Hm. I'll have to poke my newsreader about not showing me the dev log...
The very reason flu vaccines haven't ever been foolproof - well, the biggest one - is that the flu virus, in general, mutates so fast that there are always new strains out there. Any given year's influenza mortality rates is going to include all of them - there's often not much point in separating individual strains unless they are unusually virulent. Yes, one tends to dominate any given year, but the others are not entirely insignificant.
Swine flu is notable for that virulence; yes, it's common this year, but it's still not the only deal in town.
Also, 22 years is an awfully long time to average over, concerning relatively modern advances in medical science.
As for vaccines - any vaccine has a calculated risk of triggering the infection it's intended to prevent, because the only way to do it is to try to heat-kill or otherwise disable the viruses and inject them. Anything guaranteed to render them noninfectious would destroy the markers that the immune system needs to recognize the virus at all.

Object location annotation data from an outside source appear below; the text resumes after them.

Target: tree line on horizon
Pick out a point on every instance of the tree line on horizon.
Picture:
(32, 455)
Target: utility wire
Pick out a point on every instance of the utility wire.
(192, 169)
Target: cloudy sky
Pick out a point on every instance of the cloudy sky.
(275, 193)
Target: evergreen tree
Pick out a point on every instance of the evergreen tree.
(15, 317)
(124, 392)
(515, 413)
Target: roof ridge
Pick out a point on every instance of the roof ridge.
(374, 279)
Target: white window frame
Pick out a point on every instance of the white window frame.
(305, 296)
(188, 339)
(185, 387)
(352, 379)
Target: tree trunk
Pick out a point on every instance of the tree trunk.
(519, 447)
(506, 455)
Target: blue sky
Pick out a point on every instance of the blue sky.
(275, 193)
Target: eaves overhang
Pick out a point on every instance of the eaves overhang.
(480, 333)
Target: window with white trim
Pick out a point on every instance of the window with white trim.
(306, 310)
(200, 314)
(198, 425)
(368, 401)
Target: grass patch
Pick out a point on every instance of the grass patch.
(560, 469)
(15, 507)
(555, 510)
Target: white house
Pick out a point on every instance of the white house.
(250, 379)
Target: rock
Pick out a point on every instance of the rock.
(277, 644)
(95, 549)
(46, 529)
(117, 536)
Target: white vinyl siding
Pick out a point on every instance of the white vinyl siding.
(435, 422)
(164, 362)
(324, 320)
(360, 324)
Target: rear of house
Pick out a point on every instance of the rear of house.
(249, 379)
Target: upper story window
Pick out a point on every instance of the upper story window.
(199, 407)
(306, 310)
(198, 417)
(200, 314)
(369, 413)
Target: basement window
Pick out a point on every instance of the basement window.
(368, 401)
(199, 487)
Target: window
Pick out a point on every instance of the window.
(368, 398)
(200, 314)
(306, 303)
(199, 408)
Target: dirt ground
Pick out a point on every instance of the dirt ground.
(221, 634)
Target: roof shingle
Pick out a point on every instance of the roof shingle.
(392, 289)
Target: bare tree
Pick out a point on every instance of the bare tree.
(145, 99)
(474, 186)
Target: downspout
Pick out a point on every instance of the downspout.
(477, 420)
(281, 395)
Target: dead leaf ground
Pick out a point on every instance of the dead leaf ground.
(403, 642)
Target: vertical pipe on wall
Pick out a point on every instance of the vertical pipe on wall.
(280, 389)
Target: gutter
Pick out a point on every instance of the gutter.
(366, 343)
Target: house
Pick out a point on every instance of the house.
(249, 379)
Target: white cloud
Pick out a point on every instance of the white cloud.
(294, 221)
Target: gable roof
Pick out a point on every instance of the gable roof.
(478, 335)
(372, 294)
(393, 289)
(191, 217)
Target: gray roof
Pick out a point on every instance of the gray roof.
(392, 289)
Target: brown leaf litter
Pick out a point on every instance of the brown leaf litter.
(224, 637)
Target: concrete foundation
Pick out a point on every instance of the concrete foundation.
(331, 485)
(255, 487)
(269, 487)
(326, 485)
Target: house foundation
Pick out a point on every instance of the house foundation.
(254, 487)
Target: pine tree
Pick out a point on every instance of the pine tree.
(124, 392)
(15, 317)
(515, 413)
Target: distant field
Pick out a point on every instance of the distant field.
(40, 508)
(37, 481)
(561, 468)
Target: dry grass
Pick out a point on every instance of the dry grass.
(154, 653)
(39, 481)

And in this day and age, "acceptable margin of risk" is shrinking into oblivion.
Public awareness of this one is spawning vastly increased caution, which is going to distort the figures to some degree or other. The same cautions in place for H1N1 could help with any influenza epidemic; but not the public nor the medical establishment can maintain that vigilance forever.
Especially not with corporations generally expecting their employees to come to work unless physically unable to perform their jobs, and requiring documentation of even that to be provided at employee expense.